Politics by Subpoena: How Darrell Issa Abuses His Power, and Why

Remember when the Democrats won both houses on Congress in 2006, and everyone predicted that committee chairs like Henry Waxman would launch far-reaching investigations of the Bush Administration? It never happened, and not because of a lack of potential scandals to dig into. Democrats apparently didn't see much point in burying an already unpopular administration in subpoenas. Instead, they stayed relatively positive and won the presidency in 2008 by a healthy margin.

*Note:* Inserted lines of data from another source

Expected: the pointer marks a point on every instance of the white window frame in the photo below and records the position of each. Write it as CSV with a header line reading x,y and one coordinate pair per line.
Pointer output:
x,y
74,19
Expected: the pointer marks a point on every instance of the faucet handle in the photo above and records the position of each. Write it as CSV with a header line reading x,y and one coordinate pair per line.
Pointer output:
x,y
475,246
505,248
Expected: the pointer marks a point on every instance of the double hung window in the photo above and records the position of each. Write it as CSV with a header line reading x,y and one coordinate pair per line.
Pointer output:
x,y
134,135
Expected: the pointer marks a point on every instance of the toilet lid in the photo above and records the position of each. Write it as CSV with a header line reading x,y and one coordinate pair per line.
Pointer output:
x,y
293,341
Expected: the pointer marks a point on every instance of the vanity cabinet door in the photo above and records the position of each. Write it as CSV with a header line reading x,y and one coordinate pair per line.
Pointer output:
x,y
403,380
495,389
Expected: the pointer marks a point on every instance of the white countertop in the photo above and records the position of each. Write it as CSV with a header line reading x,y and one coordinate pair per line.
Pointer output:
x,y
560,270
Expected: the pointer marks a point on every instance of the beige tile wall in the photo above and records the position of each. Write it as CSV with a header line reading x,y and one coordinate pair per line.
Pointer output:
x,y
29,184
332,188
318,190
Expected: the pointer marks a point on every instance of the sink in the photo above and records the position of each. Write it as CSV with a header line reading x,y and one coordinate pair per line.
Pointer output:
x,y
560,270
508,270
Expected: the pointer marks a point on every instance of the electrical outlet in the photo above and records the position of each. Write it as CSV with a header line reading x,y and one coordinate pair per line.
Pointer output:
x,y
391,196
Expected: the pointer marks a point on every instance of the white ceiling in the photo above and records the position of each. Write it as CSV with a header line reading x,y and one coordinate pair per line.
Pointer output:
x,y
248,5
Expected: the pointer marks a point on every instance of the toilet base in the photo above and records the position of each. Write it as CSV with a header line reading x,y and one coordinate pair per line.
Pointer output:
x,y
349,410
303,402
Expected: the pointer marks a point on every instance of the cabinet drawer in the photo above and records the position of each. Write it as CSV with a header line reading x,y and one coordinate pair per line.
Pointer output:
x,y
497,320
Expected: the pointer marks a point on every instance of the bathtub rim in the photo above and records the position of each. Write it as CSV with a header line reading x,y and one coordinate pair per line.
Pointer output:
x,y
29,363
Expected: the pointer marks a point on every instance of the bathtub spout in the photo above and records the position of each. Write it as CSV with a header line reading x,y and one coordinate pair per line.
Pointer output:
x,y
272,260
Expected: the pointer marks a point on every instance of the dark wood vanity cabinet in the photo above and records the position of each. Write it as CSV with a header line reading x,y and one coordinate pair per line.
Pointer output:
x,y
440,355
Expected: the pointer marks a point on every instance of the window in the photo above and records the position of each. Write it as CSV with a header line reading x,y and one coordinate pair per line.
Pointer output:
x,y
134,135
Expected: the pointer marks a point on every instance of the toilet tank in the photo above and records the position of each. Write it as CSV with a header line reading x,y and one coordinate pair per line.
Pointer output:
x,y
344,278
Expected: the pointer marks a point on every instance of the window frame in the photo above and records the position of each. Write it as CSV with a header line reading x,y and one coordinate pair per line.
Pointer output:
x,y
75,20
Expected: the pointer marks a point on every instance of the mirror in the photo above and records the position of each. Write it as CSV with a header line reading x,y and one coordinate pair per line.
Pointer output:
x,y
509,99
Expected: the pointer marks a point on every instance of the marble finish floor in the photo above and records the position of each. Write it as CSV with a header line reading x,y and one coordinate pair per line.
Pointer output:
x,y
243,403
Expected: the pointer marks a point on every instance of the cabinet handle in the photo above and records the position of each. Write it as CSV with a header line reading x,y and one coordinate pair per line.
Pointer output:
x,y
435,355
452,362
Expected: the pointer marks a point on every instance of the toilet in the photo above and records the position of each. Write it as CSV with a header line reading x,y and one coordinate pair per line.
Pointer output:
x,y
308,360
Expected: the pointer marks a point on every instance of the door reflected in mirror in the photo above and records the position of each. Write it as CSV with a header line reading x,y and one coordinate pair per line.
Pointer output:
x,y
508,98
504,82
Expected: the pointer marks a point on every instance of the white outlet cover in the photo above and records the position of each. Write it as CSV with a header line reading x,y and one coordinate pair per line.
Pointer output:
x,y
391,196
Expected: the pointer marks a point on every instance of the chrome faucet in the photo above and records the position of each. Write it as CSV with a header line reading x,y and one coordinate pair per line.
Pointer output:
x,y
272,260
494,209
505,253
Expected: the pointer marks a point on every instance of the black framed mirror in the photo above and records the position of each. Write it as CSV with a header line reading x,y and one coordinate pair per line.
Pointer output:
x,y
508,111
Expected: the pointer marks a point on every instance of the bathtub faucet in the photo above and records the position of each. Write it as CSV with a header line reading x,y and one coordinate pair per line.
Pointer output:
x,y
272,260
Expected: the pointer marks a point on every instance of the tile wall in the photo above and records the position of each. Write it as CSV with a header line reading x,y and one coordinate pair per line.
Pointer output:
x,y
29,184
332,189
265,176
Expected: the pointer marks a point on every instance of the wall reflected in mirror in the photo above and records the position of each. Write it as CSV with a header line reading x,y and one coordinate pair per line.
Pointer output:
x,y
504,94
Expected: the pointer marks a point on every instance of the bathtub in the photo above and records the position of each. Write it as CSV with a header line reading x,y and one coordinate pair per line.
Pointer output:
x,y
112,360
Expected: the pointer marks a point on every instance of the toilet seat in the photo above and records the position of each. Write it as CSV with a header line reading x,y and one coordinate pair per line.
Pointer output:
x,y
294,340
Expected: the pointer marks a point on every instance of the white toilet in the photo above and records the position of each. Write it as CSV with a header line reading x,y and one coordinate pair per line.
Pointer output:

Conservatives do things differently. Given them a gavel and they'll act like special prosecutors -- using investigative powers that are formidable and which most Americans tend to forget that Congress even has. Congressional committee chairs spent much of the 1990s hectoring the Clinton White House with investigations, and now they're at it again, with Darrell Issa in the lead. Indeed, it's hard to think of any committee head since Joseph McCarthy who has engaged in a more egregious abuse of his investigative powers. Mind you, I'm not comparing Issa to McCarthy, who remains a uniquely disturbing figure in U.S. history. I'm simply pointing out that Issa is going too far in ways that underscores how Congressional powers can be used in a very destructive fashion if the wrong person is wielding the gavel. 
 
Calling Obama “one of the most corrupt presidents in modern times,” Issa has been engaged in nonstop investigations since taking power after the 2010 election, drilling into everything from the Fast and Furious operation to Benghazi to Solyndra to Freddie and Fannie to the alleged politicization of the IRS to the botched rollout of Healthcare.gov. He's talked of finding "Obama's Watergate," but that's never happened and his investigations come up empty handed again and again. 
 
Of course, though, finding real wrongdoing would simply be gravy for Issa. He and his investigators can accomplish plenty without ever stumbling on an actual crime. They can make headlines and create the perception of corruption; they can force executive branch officials to spend enormous amounts of time responding to subpoenas for testimony and documents, distracting them from their work; and they can terrorize administration allies outside of the government, including in the nonprofit sector, who also can be forced to give testimony and turn over documents. If they fish long enough, and ask enough questions, they may get lucky and catch somebody contradicting themselves or some document, leading to "falsehoods" and a "cover-up" to investigate. 
 
This is all familiar to anyone who lived through the 1990s, when congressional investigators used Whitewater, Travelgate, and other non-scandals to tie the Clinton administration in knots and force numerous top officials to spend a fortune on lawyers and endless time responding to congressional investigators. None of those investigations ever turned up anything, but they badly damaged Clinton and helped derail his push for healthcare reform during his first term. 
 
Scandal-mongering is politics by other means: If you can't win in the electoral and legislative arena, you try to accomplish your goals in a vandalistic, bullying fashion.
 
Nowhere is Issa's politicized abuse of power more evident that in his far-reaching attack on the Affordable Care Act and, worse, the people who are implementing it. Well before the debacle with Healthcare.gov, Issa's staff was issuing subpoenas left and right to those involved in Obamacare, alleging all forms of malfeasance. Now, in recent months, he has aggressively investigated the problems around Healthcare.gov hoping to catch somebody in a lie or other impropriety -- implying on at least one occasion that Kathleen Sebelius gave false testimony to Congress. For some staff members at HHS, dealing with Issa's investigation is a full-time job. 
 
All of this is the height of cynicism because Darrel Issa couldn't care less whether Healthcare.gov works or not. He opposed the Affordable Care Act and probably celebrated the initial website's failure. No, this is all about scoring political points. 
 
We hear so much about congressional dysfunction, especially in regard to the Senate. But history shows that Congress can do the most damage to democracy when it abuses its power of investigation. We saw that in the 1950s. We're seeing it today.